The scope of biological and environmental research has been changing to focus on long-term, broad-scale, and complex questions that require diverse data collected by interdisciplinary science teams as well as different approaches for managing, preserving, analyzing, and sharing data. The RDA metadata groups focus on all aspects of metadata for research data, including data discovery, contextualization, validation, analytical processing, and interoperation. Metadata is not only important for documenting data (including rights, provenance as well as the usual descriptive information) and assessing datasets for relevance and quality (which includes dataset and publication citation) for the (re-)purpose in hand; it is also necessary for interoperation. This presentation will cover best practices for interoperable metadata useful for interdisciplinary research.

Susanna Sansone - University of Oxford, UK

Connecting data policies, standards & databases in life sciences

As part of the worldwide growing movement for reproducible research, the efforts of funding agencies and journal editors are converging to encourage awardees and authors to provide the underlying data together with a description of that data and the methods used to generate the data, providing such details in a standardized manner and making it available (publicly or via controlled access) for reuse. In parallel, a growing number of community-based groups are developing standards, including content standards for both data and experimental metadata. As a consequence of this general mobilization to support reproducible research there are more than a 1000 databases in the life science, over 300 terminologies, more than 100 reporting guidelines, over 150 exchange formats, and a growing number of data preservation, management, sharing policies and plans that could help in the annotation, reporting and sharing of life science datasets. But what is relevant to the biodiversity and environmental disciplines?
Since 2011, BioSharing works to improve information about the content standards and the databases (maturity, uptake, implementation); provide information to funders and journals about what standards are the appropriate community norms, what databases implement which standards or is appropriate for a certain data types, or where data is curated and openly available (or access is regulated for e.g. ethical reasons) etc. Improving the quality in lists of databases and standards will allow funder/journal policies to encourage transparent information and recommendation of community norms. Interlinking allows the project to close the loop: here are the databases and standards; here are the policies that refer to them (or not). For example, when standards are mature and appropriate standards-compliant systems become available these are channeled to the appropriate stakeholder community, who in turn endorse (in policies) or implement (in databases) them achieving wider harmonization of the data.

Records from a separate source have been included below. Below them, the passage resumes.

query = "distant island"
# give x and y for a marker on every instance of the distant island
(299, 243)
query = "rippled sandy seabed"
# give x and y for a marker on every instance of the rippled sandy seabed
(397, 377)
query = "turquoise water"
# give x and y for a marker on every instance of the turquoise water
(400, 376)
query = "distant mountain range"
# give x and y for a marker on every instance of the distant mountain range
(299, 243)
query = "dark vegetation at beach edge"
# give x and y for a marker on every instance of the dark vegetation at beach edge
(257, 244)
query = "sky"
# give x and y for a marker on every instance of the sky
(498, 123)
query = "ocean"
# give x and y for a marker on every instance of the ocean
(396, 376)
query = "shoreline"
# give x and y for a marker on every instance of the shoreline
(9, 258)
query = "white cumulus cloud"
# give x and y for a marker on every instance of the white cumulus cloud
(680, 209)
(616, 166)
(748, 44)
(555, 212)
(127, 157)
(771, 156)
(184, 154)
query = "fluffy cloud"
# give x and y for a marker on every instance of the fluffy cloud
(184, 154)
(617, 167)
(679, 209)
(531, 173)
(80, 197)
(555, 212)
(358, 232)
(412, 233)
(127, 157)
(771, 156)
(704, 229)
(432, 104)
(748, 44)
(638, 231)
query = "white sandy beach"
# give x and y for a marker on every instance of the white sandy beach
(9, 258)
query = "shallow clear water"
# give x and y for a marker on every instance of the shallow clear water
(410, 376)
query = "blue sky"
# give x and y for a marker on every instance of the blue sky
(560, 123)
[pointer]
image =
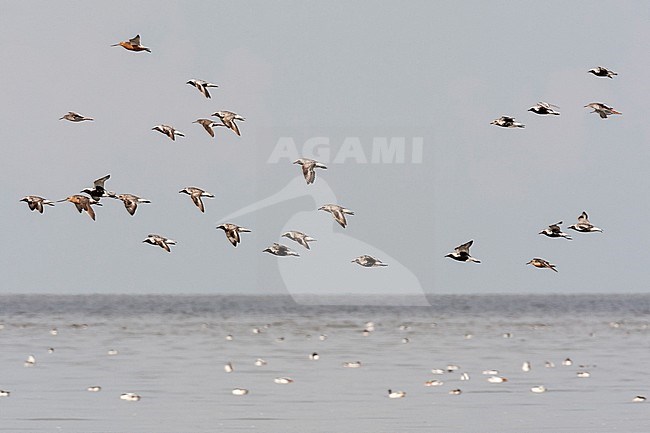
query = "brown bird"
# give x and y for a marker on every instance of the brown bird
(308, 166)
(208, 125)
(74, 117)
(132, 45)
(131, 202)
(232, 232)
(169, 131)
(338, 212)
(36, 203)
(82, 203)
(228, 118)
(98, 190)
(202, 86)
(196, 194)
(541, 263)
(161, 241)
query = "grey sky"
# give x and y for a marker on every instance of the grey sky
(440, 71)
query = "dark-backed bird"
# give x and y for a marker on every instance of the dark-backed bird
(82, 203)
(461, 253)
(169, 131)
(602, 109)
(584, 225)
(308, 166)
(338, 212)
(131, 202)
(196, 194)
(202, 86)
(132, 45)
(232, 232)
(541, 263)
(299, 237)
(228, 119)
(280, 250)
(368, 261)
(599, 71)
(554, 231)
(543, 108)
(161, 241)
(74, 117)
(98, 191)
(507, 122)
(36, 203)
(208, 125)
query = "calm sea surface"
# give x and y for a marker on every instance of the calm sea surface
(171, 350)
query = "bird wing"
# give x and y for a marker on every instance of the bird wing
(130, 205)
(208, 128)
(231, 124)
(308, 172)
(233, 236)
(99, 183)
(339, 217)
(465, 247)
(89, 210)
(196, 198)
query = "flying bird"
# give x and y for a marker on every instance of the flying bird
(36, 203)
(368, 261)
(461, 253)
(202, 86)
(602, 109)
(584, 225)
(228, 119)
(82, 203)
(169, 131)
(232, 232)
(554, 231)
(98, 191)
(208, 125)
(132, 45)
(541, 263)
(543, 108)
(599, 71)
(131, 202)
(161, 241)
(74, 117)
(196, 194)
(280, 250)
(338, 212)
(299, 237)
(308, 166)
(507, 122)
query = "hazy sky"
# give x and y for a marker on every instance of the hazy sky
(342, 76)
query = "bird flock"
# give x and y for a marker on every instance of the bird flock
(227, 119)
(461, 253)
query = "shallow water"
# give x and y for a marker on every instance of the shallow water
(171, 351)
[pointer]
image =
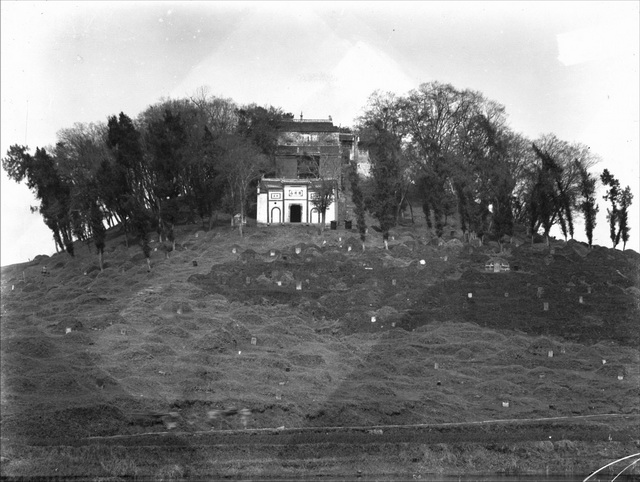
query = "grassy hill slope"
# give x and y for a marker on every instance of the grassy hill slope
(346, 358)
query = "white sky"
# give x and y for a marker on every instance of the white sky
(568, 68)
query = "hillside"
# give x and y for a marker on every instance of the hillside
(379, 361)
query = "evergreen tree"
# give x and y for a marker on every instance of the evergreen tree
(623, 213)
(588, 204)
(613, 196)
(358, 201)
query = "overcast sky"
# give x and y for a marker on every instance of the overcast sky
(568, 68)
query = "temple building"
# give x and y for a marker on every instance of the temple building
(311, 156)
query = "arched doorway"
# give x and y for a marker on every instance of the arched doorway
(295, 213)
(276, 215)
(315, 216)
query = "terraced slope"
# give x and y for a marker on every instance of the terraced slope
(308, 331)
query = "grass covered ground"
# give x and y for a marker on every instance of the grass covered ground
(377, 361)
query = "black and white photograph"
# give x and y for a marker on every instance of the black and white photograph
(320, 240)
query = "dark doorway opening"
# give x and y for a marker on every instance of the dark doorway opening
(295, 213)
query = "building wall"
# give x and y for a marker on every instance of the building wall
(275, 205)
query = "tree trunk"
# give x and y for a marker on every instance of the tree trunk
(126, 236)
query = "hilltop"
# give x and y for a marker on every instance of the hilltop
(376, 360)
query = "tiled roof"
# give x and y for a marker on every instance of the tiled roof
(308, 127)
(266, 184)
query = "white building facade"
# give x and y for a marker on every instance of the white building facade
(284, 201)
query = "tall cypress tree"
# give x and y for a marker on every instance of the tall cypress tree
(588, 204)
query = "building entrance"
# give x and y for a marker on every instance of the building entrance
(295, 213)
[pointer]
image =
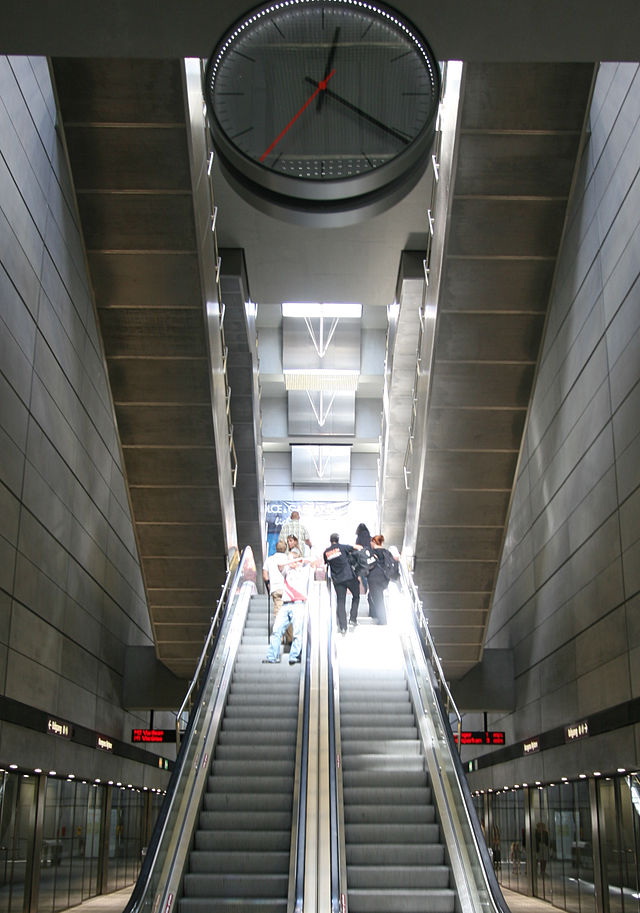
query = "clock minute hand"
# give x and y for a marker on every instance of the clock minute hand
(329, 66)
(364, 114)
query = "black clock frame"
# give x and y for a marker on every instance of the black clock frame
(328, 202)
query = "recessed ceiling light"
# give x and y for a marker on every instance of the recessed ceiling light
(342, 310)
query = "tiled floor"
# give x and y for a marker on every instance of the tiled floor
(116, 902)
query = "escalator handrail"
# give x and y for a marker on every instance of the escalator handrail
(231, 583)
(301, 812)
(432, 654)
(236, 576)
(333, 779)
(424, 637)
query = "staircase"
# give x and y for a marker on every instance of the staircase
(395, 857)
(241, 855)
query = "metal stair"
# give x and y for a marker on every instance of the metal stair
(241, 854)
(395, 856)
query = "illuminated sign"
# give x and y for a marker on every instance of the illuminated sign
(154, 736)
(481, 737)
(576, 731)
(58, 727)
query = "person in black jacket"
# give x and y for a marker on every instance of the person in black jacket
(337, 557)
(378, 582)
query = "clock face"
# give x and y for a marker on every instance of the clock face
(322, 100)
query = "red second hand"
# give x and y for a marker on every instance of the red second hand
(322, 85)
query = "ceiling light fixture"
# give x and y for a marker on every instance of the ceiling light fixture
(306, 309)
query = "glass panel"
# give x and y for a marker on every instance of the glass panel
(581, 874)
(125, 837)
(17, 814)
(541, 844)
(629, 819)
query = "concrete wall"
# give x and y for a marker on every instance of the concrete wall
(71, 592)
(567, 600)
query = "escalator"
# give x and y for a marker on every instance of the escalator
(407, 833)
(241, 854)
(394, 849)
(228, 837)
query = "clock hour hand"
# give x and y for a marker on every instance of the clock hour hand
(364, 114)
(319, 87)
(329, 66)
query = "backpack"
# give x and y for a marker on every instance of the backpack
(362, 560)
(388, 564)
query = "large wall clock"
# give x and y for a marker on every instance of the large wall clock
(323, 111)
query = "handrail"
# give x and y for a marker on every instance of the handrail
(235, 575)
(338, 867)
(423, 627)
(192, 759)
(301, 814)
(450, 785)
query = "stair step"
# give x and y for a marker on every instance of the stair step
(243, 885)
(398, 876)
(235, 801)
(247, 841)
(387, 795)
(250, 784)
(392, 833)
(385, 815)
(250, 821)
(390, 854)
(437, 900)
(231, 862)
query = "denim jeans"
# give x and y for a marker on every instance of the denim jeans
(290, 613)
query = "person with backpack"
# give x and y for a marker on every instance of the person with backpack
(338, 557)
(363, 541)
(379, 580)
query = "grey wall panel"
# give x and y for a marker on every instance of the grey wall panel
(574, 626)
(70, 579)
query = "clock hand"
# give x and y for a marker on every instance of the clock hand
(368, 117)
(320, 87)
(329, 66)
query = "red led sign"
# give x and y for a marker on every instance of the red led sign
(469, 737)
(153, 735)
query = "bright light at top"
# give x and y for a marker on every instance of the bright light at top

Nicky Nicolson - Royal Botanical Gardens Kew, UK

If you don't know the names, your knowledge gets lost 

Scientific names are used in all domains as entry points into biodiversity datasets - but names are updated over time as we refine our understanding of species diversity. Resolution services are essential for data integration efforts to build the linked open data that researchers require: these allow navigation between old and new names as represented in different taxonomies (organising systems) and thus provide access to all content linked to name variants. Names services, operating on high-quality, expert-curated, structured, linked data representing names and their inter-relationships allow the transition of static text to actionable data. These services should be usable by any domain of basic or applied science dealing with scientific names of organisms.